An insolvency procedure utilised this year by a number of struggling High Street retailers should be reformed to make it even more effective and equitable.

That’s the view of Andrew Haslam, North East chair of insolvency and restructuring trade body R3, after the publication of a new report into the effectiveness of Company Voluntary Arrangements (CVAs).

A CVA is a statutory insolvency procedure which sees a company and its creditors agree the repayment of a portion of the company’s debts over a set period of time.

The existing management stays in control of the company, while an insolvency practitioner reviews the CVA proposals and checks the terms of the CVA are met once approved.


CVAs are reported to have been explored by Mothercare and House of Fraser in the last couple of weeks as part of their restructuring of their finances and operations.

The recommendations of the new research, which was commissioned by R3, supported by the ICAEW and produced by the University of Wolverhampton and Aston University, include CVAs lasting no longer than three years without good reason, directors’ duties being articulated more clearly and fully to include a requirement to promptly address any perceived financial distress, and relevant documentation that is filed at Companies House being more informative to improve transparency and encourage confidence in the whole process.

Although CVAs made up just 1.8% of insolvencies in 2017, they often involve well-known brands, with High Street chains such as Select, Carpetright, New Look, Prezzo, and Byron Hamburgers also being among those reported to have sought or agreed a CVA this year.

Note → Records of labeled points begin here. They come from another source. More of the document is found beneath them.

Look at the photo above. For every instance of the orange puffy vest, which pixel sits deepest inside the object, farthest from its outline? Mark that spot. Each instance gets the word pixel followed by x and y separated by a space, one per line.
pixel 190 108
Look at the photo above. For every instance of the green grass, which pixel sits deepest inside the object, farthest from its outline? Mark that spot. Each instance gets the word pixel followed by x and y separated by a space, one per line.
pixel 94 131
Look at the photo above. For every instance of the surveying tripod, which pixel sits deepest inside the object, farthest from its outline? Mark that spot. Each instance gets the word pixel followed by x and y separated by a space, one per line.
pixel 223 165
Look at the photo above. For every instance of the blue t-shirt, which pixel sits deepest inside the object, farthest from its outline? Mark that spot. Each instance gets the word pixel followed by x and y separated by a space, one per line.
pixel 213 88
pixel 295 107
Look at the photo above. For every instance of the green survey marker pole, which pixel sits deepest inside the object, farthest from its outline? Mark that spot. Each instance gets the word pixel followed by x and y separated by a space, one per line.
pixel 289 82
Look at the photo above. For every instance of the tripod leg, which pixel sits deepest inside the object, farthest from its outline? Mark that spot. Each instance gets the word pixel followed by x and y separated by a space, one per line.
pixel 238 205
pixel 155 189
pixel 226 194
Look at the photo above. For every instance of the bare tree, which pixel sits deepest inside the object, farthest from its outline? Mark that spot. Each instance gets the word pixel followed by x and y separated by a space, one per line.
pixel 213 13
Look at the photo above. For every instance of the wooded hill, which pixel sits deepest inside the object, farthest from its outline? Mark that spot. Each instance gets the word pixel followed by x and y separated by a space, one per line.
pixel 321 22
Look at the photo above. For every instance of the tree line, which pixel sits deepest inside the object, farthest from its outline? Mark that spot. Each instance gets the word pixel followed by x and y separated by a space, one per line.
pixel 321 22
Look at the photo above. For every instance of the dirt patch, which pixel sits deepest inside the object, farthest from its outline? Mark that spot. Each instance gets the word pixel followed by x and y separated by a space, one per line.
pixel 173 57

CVAs have been criticised by some as having a high failure rate and questions have been asked about their benefits for creditors.

However, the research also reveals that the early termination of a CVA does not automatically mean failure, as terminated CVAs may return more money to creditors – the ultimate goal of any insolvency procedure – or otherwise be more beneficial for creditors than an administration or liquidation.

Andrew Haslam, who is head of specialist business advisory firm FRP Advisory LLP’s Newcastle office, says: “The CVA system already works well, but changes could see the procedure used more than alternatives, return more money to creditors, rescue more businesses, and improve confidence in the process and wider insolvency framework.

“CVAs are a very useful insolvency tool, and in the best cases, when combined with new funding, they can turn around a company and maximise repayments to creditors.

“Even where they don’t meet all their objectives, they can still see more money returned to creditors than an alternative procedure, which is at a key part of ensuring any insolvency process is fair to everyone involved.

“CVAs are flexible enough to be adapted to all sorts of situations, give creditors a direct say in the insolvency process, and are much more transparent than procedures like a ‘pre-pack’ administration which can be used in similar circumstances.

“While CVAs can be criticised, particularly given that not all of them meet their objectives and creditors can feel like they have been left out of pocket. Ultimately, however, we’re talking about insolvent companies and without procedures like CVAs, the outcomes for creditors would be worse.”